NEW YORK (GenomeWeb News) – The National Institute of Allergy and Infectious Diseases aims to provide $7.1 million next year to fund research programs that will enhance current knowledge of certain biochemical functions of genes in dangerous pathogens.
The new NIAID grant program will fund three to five awards supporting research programs that focus on determining the biochemical functions of hypothetical genes, unknown open reading frame genes, or ORFs, and the function of non-coding RNAs in pathogens.
For the purposes of this research, NIAID wants researchers to focus on pathogens it has listed as Category A through Category C.
Category A pathogens, the most dangerous and high priority microbes identified by NIAID, cause anthrax, yersinia pestis, tularemia, lassa fever, and the Dengue, Ebola, and Marburg viruses, among others.
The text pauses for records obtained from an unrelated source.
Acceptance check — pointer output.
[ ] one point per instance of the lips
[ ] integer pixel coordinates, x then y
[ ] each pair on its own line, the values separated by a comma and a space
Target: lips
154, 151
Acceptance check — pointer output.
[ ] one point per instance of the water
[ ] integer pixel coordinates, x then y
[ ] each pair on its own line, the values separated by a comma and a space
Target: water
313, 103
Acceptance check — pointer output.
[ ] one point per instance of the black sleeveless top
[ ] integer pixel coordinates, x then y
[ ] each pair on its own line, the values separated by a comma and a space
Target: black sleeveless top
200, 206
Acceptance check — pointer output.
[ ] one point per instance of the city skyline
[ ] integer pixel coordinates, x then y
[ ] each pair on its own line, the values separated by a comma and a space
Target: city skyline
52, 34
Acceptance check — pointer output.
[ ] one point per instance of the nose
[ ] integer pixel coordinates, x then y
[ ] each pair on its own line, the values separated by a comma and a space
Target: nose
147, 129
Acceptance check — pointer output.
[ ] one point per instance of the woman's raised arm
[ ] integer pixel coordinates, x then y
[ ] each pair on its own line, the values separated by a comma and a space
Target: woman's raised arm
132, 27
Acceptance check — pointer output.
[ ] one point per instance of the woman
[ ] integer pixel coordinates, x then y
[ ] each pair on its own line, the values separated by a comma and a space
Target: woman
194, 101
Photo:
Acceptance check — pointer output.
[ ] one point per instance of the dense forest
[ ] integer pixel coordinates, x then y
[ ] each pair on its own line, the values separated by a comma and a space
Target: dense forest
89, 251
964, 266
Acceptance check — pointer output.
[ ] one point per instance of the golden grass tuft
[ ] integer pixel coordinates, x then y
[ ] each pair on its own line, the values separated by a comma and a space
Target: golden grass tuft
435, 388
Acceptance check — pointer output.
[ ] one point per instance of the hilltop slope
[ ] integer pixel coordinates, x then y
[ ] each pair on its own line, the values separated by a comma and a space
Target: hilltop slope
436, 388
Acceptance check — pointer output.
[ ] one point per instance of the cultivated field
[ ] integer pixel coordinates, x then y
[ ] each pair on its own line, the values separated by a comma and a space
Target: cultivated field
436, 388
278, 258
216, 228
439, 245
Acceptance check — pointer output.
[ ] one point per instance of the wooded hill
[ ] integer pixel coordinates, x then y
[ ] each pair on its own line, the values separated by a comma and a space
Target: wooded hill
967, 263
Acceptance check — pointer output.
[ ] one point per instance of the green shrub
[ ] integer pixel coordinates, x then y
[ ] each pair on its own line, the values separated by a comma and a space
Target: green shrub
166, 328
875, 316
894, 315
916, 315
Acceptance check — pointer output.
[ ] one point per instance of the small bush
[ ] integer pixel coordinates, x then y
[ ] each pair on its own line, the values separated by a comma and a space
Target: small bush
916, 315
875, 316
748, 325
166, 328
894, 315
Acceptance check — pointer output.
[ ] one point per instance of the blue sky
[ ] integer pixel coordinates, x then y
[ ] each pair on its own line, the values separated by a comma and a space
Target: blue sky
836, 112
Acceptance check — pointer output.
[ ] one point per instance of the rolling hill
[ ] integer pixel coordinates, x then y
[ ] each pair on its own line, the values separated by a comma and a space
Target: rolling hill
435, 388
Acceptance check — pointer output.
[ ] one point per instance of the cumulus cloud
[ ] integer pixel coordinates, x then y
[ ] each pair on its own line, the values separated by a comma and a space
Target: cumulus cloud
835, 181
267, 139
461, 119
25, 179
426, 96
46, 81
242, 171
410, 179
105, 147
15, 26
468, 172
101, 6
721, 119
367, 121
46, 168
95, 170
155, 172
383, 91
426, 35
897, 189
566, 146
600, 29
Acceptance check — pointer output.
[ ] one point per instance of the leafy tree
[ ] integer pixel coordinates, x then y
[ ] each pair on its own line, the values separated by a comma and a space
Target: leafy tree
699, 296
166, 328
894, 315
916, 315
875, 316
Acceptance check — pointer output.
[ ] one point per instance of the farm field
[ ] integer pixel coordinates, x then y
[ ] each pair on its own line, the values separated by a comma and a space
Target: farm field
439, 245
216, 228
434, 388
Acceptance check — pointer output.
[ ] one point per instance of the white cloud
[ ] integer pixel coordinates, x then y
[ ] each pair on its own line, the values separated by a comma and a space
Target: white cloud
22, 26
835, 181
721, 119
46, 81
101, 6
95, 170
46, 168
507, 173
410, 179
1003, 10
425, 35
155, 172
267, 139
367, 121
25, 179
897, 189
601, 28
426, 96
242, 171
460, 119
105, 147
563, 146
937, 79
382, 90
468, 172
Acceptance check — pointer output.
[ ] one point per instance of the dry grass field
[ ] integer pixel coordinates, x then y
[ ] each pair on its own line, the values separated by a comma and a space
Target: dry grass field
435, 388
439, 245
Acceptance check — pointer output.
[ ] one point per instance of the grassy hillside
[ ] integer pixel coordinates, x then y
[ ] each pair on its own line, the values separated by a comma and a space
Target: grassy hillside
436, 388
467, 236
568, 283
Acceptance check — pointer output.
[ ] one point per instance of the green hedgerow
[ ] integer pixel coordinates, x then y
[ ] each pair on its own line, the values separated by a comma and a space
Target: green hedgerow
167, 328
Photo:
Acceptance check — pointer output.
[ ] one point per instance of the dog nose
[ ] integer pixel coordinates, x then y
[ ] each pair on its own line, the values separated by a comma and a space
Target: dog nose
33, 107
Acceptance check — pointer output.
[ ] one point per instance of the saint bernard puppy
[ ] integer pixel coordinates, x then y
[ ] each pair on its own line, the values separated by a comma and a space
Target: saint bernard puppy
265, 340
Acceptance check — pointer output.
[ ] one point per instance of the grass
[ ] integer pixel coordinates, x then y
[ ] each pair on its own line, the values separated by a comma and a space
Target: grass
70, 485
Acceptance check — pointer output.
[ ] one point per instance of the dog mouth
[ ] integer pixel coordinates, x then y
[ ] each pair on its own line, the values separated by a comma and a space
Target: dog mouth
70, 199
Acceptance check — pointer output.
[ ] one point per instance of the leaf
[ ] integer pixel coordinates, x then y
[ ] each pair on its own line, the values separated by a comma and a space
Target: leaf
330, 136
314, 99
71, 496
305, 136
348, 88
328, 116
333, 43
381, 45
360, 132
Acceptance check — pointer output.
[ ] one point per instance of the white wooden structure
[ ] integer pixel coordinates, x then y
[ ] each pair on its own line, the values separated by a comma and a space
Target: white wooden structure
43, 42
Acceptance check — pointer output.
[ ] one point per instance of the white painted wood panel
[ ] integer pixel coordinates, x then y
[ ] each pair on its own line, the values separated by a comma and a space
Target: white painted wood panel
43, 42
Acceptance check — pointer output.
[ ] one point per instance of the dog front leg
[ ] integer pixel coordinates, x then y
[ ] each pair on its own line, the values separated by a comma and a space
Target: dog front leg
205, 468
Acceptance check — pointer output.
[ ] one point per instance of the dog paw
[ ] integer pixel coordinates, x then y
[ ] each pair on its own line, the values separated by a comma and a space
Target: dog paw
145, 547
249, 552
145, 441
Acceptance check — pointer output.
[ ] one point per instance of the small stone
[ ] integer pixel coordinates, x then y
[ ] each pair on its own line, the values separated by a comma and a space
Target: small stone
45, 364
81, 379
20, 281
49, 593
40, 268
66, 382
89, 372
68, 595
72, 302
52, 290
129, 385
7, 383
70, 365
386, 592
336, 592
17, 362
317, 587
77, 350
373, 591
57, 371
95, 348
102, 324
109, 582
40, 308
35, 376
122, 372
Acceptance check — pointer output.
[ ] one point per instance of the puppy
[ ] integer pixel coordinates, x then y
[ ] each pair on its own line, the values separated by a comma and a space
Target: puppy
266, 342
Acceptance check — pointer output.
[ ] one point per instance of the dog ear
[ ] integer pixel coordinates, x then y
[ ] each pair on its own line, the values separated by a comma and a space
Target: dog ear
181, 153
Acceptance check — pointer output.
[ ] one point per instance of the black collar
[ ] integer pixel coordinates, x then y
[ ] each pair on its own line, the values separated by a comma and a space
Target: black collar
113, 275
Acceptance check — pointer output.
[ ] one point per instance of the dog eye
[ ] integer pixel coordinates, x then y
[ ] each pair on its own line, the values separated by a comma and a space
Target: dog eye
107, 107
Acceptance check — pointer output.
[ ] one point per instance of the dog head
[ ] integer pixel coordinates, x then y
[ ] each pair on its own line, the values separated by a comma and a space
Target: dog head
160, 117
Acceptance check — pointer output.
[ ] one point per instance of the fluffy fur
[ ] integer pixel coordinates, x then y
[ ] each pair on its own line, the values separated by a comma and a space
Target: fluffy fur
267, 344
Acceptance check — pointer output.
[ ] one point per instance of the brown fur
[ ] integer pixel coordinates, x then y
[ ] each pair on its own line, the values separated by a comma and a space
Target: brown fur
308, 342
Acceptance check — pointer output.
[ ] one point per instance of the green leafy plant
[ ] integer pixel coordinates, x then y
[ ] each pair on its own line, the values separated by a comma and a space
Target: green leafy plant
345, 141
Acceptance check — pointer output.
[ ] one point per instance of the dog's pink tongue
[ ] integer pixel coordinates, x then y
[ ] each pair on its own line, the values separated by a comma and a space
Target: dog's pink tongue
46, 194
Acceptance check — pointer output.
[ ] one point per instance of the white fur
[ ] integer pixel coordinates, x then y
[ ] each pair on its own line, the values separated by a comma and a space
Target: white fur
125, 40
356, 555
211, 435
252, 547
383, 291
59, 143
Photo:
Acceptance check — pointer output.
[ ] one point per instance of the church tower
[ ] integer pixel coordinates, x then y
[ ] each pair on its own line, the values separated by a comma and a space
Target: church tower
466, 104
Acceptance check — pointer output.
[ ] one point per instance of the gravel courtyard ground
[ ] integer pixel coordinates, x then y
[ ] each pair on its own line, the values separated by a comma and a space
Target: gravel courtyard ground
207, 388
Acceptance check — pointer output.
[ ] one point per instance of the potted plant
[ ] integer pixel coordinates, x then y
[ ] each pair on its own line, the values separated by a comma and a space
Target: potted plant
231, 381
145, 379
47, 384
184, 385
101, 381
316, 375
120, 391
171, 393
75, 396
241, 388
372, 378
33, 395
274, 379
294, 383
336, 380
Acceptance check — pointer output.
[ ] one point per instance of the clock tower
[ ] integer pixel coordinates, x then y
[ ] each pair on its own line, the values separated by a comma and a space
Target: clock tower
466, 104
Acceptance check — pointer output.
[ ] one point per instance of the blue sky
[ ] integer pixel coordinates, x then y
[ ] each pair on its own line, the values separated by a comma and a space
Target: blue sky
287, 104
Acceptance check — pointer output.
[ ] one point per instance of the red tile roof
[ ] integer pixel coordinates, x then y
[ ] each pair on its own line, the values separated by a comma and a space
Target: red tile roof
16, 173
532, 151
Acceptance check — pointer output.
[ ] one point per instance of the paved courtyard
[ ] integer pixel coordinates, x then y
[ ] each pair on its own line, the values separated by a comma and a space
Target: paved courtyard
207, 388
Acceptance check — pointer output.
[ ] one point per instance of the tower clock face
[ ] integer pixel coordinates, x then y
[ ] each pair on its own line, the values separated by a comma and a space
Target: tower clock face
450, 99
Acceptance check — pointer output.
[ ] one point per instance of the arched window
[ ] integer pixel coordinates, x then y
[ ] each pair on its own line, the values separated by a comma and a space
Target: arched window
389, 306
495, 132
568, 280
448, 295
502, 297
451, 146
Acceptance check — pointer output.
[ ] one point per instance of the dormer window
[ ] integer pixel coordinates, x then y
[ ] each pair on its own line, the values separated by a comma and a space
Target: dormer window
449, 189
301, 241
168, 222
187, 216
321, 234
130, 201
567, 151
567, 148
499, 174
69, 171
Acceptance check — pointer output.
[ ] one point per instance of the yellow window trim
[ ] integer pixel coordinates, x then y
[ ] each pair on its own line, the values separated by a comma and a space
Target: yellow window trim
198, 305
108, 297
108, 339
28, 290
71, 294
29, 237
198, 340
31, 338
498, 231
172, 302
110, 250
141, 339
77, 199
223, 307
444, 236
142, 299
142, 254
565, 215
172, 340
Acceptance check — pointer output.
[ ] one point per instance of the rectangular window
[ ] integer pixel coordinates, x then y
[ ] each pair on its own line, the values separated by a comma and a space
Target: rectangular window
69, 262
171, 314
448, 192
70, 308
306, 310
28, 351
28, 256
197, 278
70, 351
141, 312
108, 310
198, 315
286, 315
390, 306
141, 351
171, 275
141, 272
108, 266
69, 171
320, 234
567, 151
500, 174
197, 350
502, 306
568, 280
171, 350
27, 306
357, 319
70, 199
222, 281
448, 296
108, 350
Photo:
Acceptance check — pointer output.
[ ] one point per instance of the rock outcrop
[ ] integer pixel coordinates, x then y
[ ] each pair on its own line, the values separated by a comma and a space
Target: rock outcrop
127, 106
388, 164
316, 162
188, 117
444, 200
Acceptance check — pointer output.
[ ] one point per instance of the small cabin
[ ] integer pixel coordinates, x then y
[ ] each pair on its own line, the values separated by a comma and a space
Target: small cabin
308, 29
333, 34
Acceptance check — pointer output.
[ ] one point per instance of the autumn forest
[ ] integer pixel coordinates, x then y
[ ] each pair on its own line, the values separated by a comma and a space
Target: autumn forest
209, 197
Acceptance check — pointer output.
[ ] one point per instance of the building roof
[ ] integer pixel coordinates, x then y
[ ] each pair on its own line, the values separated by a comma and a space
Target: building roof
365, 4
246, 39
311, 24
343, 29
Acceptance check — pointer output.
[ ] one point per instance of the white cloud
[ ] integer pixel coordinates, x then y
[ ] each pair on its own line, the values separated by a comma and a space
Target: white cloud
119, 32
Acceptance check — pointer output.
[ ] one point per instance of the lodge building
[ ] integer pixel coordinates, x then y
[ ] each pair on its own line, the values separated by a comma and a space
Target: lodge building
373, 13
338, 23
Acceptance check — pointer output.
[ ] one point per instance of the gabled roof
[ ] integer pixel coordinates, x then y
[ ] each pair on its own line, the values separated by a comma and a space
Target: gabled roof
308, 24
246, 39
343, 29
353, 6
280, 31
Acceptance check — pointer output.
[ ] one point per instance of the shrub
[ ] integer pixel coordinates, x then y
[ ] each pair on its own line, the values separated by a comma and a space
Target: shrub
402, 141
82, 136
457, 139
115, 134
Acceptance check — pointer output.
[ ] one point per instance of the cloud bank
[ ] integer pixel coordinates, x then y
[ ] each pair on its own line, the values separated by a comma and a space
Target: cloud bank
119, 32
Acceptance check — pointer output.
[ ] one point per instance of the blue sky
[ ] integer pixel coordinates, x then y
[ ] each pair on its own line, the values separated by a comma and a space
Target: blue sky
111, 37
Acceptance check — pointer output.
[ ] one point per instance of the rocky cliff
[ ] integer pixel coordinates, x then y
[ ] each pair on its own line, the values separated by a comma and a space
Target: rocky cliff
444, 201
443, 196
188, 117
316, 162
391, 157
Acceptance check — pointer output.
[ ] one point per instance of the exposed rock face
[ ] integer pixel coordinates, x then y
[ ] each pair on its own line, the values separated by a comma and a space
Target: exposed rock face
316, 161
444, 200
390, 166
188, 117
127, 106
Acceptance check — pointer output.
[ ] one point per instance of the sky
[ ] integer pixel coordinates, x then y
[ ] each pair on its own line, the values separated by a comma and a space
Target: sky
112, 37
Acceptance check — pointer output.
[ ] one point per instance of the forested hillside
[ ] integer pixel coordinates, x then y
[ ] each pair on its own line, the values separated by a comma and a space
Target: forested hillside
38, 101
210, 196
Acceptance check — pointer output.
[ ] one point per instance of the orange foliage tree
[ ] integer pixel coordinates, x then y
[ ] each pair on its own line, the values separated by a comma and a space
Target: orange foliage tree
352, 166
Hypothetical genes are genes that are predicted to encode a protein but for which there is no experimental evidence that it is expressed in the pathogen. ORFs are genes that are predicted to encode a protein, and for which there is experimental evidence that it is expressed at the transcriptional or protein level in a pathogen, but the biochemical function of that protein is unknown. Non-coding RNAs are from genes that are predicted to encode RNAs that do not appear to contain an open reading frame.
Applicants for these grants are expected to plan to study at least 10 genes in each of these categories and may focus on one or more of NIAID's priority pathogens.
Each of these programs will be expected to launch and maintain a technology core that will generate measurements for characterizing hypothetical genes, unknown ORFs, and non-coding RNAs, and a data management and resource dissemination core that will manage and integrate the vast amounts of data these projects will be creating.
NIAID's Division of Microbiology and Infectious Diseases supports an extramural research program on the prevention and control of virtually all infectious agents, and it has made a significant investment in microbial genomics-related activities such as genome sequencing, transcriptomics, proteomics, and bioinformatics.
Such programs include the Genome Sequencing Centers for Infectious Diseases; Bioinformatics Resource Centers; Clinical Proteomics Centers for Infectious Diseases and Biodefense; Systems Biology Centers for Infectious Diseases, and Structural Genomics Centers for Infectious Diseases.